The importance of this point became clear to us when we studied young women with mild insulin resistance due to PCOS. They had a brain glucose uptake deficit in the superior and middle frontal cortex of about 14%, i.e., a profile resembling that of people in their 70 and 80s (Castellano et al., 2015a). PCOS is a multi-factorial endocrine disease involving not only mild-moderate insulin resistance but also infertility and hyperandrogenism.

This is critical, PCOS is driven by hyperinsulinemia, so its highly correlated with brain energy deficiencies. So a women in her early twenties with PCOS has the brain energy of a 80 year old.....

In our women with PCOS, glucose uptake in several brain regions was significantly inversely correlated to both the mild insulin resistance and to fasting plasma glucose. Recent studies in young women with PCOS demonstrate that insulin resistance is associated not only with impaired brain glucose metabolism but also with altered white matter microstructure and cognitive performance (especially working memory) in young adults

Unlike in the human adult in whom the brain appears to use ketones only to compensate for periodic insufficiency in glucose supply, in the developing infant, ketones are essential both as a major fuel and also as the main substrate for brain lipid synthesis

The difference between the infants and adults is the introduction of carbohydrates (and that addiction), which drive insulin, which suppress ketones. The above quote is really just saying modern society is so carb addicted it's foundational interfered with everyones brain metabolism.

Postnatally, the brain’s dependence on ketones is made possible because infants are normally in a sustained state of mild ketosis (0.2–0.5 mM β-HBA). This neonatal ketosis is present regardless of whether the infant has just been fed or is in a post-prandial state, i.e., the ketosis is not a function of food restriction or hypoglycemia (Settergren et al., 1976). This contrasts with the adult human in whom 0.5 mM β-HBA in plasma is normally only achieved after 24–48 h fasting accompanied by hypoglycemia and hypoinsulinemia.
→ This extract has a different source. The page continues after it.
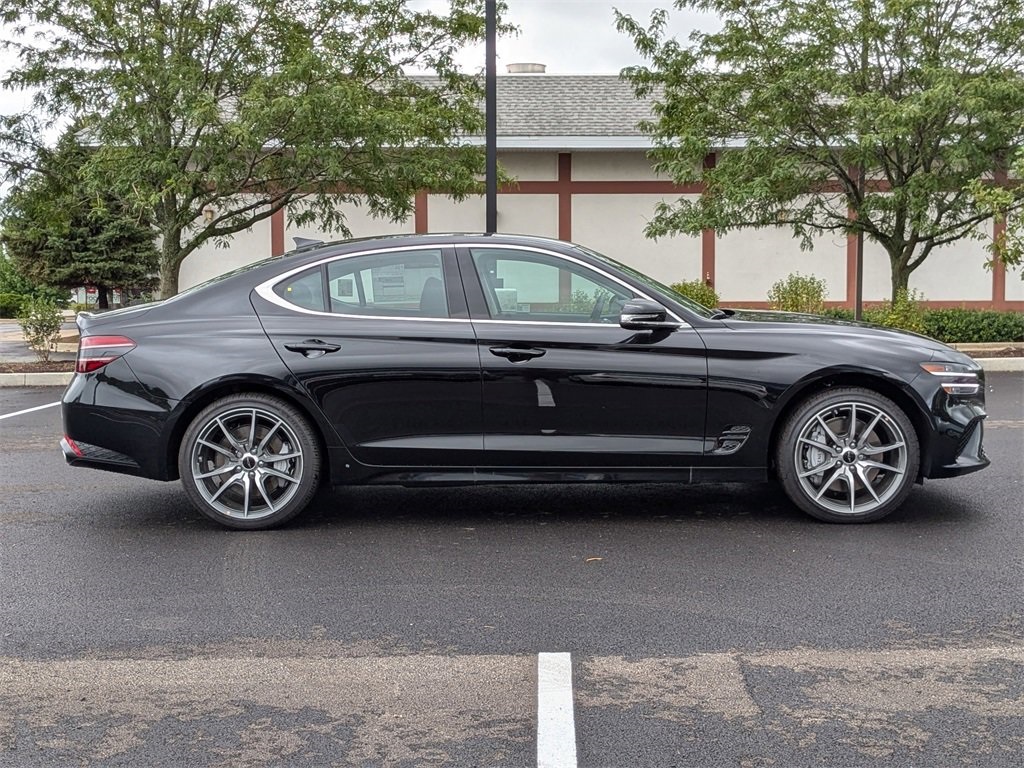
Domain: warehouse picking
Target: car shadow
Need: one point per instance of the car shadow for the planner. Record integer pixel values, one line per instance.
(754, 505)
The link between sustained ketosis and MCT in breast milk is fascinating. Babies are always in keto!

Ketones: The Brain’s Preferred Fuel

Just read this whole section, really.

Both short-term PET and arterio-venous difference studies in humans show that brain glucose consumption decreases as ketone availability to the brain increases. These results suggest that ketones are actually the preferred energy substrate for the brain because they enter the brain in proportion to their plasma concentration irrespective of glucose availability; if the energy needs of the brain are being increasingly met by ketones, glucose uptake decreases accordingly.

The brain uses ketones first, and any unmet need is then given to glucose.
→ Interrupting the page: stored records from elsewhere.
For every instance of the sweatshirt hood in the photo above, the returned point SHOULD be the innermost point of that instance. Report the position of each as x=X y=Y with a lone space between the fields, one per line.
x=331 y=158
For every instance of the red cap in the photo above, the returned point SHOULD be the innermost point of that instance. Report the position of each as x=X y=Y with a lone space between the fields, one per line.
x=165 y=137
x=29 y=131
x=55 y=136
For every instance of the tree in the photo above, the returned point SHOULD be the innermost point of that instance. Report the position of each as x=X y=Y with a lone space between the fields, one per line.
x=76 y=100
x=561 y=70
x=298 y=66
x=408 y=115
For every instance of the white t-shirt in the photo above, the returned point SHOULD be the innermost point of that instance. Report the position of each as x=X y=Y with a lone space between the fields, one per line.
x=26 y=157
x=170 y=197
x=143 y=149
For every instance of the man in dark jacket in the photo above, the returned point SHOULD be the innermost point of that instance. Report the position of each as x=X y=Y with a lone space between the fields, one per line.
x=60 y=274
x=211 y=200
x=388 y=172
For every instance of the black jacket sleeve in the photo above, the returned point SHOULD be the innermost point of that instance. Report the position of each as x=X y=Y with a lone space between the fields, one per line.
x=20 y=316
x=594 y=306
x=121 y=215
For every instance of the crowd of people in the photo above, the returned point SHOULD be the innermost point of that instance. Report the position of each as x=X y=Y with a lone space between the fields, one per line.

Under conditions of normal energy sufficiency and three meals per day, ketogenesis is supressed and glucose supplies >95% of the brain’s energy requirements; hence, glucose (or fuels derived from glucose, i.e., lactate or pyruvate) is the brain’s dominant but not actually its preferred fuel.

BINGO - This is the problem. 3 meals a day of carbohydrates is breaking our metabolism, and starving the brain (over years). Carbs drive insulin. Insulin suppresses ketones. Over time too much insulin prevents the brain from using glucose... starvation.

Hyperinsulinemia inhibits the normal ketogenic response (Bickerton et al., 2008), thereby putting the aging brain in double jeopardy of being deprived of both its primary fuels. We believe that this problem is at the root of the vicious cycle between deteriorating brain fuel uptake/availability and deteriorating brain function that leads to AD.

This is it. Hyperinsulinemia breaks the body, and stops ketosis. Everyone eating carbs constantly is racing for hyperinsulinemia. It is a slow and vicious process.

Our work shows that older people classified as cognitively normal by conventional neuropsychological tests corrected for age and education have significant brain atrophy, cortical thinning and lower brain glucose metabolism compared to cognitively normal younger adults

The decay happens far before people notice.